Grafana

First PublishedFeb 16, 2026ByAtif Alam

Grafana is an open-source visualization and analytics platform. It connects to data sources (Prometheus, Loki, Elasticsearch, CloudWatch, etc.) and turns queries into dashboards, charts, and alerts.

Data Sources

Grafana doesn’t store data — it queries external sources. Add a data source in Configuration → Data Sources:

Data Source	Used For
Prometheus	Metrics (PromQL queries)
Loki	Logs (LogQL queries)
Elasticsearch	Logs, metrics, search
CloudWatch	AWS metrics and logs
InfluxDB	Time-series metrics
PostgreSQL / MySQL	Business data, custom queries
Tempo / Jaeger	Distributed traces

You can have multiple data sources of the same type (e.g. one Prometheus for production, another for staging).

Dashboards

A dashboard is a collection of panels (charts, tables, stats) arranged in rows.

Creating a Dashboard

Click + → New Dashboard.
Add a panel.
Choose a data source and write a query.
Select a visualization type.
Configure panel options (title, legend, thresholds).
Save the dashboard.

Dashboard JSON Model

Dashboards are stored as JSON. You can:

Export a dashboard as JSON for version control.
Import a JSON file or paste a dashboard ID from grafana.com/dashboards.
Provision dashboards from files on disk (for GitOps / config-as-code).

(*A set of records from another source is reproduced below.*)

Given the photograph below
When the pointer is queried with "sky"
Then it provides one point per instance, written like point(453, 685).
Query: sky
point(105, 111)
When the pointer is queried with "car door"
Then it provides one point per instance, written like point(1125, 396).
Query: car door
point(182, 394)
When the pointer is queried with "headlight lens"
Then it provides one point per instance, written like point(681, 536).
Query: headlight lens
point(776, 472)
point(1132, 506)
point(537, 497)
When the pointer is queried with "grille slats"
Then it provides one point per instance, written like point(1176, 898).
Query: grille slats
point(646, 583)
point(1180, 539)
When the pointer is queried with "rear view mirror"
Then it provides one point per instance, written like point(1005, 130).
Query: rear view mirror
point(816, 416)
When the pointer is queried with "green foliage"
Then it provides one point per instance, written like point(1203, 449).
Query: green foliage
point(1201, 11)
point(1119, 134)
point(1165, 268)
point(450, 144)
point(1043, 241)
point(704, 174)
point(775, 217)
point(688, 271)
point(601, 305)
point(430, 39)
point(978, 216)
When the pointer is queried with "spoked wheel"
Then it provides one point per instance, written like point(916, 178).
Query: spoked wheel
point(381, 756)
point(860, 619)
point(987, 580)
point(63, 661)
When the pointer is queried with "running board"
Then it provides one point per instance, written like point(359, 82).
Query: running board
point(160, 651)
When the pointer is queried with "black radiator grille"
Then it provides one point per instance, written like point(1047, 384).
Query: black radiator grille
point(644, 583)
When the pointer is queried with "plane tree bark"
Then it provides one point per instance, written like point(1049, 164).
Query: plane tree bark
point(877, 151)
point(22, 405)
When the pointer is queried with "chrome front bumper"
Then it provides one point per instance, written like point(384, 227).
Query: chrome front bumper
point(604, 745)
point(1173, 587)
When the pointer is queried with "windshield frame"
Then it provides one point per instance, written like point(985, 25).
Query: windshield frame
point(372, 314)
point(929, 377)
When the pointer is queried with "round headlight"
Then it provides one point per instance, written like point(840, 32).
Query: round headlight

Provisioning (Config as Code)

Place YAML configs and JSON dashboards in Grafana’s provisioning directory:

1
apiVersion: 1
2
providers:
3
  - name: default
4
    folder: ""
5
    type: file
6
    options:
7
      path: /var/lib/grafana/dashboards

1
apiVersion: 1
2
datasources:
3
  - name: Prometheus
4
    type: prometheus
5
    url: http://prometheus:9090
6
    isDefault: true

This lets you deploy Grafana with dashboards and data sources pre-configured — no manual setup.

Panels and Visualization Types

Time Series (Default)

Line/area/bar chart over time. The most common panel:

1
rate(http_requests_total[5m])

Options: line width, fill opacity, gradient, stacking, point size, thresholds.

Stat

Single large number with optional sparkline. Good for KPIs:

1
sum(rate(http_requests_total[5m]))

Shows: “2,345 req/s”

Gauge

Circular gauge showing a value against a range:

1
node_memory_MemAvailable_bytes / node_memory_MemTotal_bytes * 100

Shows: 72% with color thresholds (green/yellow/red).

Bar Chart

Compare values across categories:

1
sum by (method) (rate(http_requests_total[5m]))

Table

Tabular data with sortable columns:

1
topk(10, sum by (instance) (rate(http_requests_total[5m])))

Heatmap

Visualize distributions over time (e.g. latency buckets):

1
sum by (le) (rate(http_request_duration_seconds_bucket[5m]))

Logs Panel

Display log lines from Loki or Elasticsearch:

1
{app="my-app"} |= "error"

Other Types

Pie chart — Proportions
State timeline — Status over time (up/down/degraded)
Alert list — Current firing alerts
Text — Markdown or HTML for notes and documentation

Variables (Templating)

Variables make dashboards dynamic — users can switch between environments, hosts, or services without editing queries.

Defining a Variable

Dashboard Settings → Variables → Add variable:

1
Name: instance
2
Type: Query
3
Data source: Prometheus
4
Query: label_values(up, instance)

This populates a dropdown with all instance label values.

Using Variables in Queries

1
rate(http_requests_total{instance="$instance"}[5m])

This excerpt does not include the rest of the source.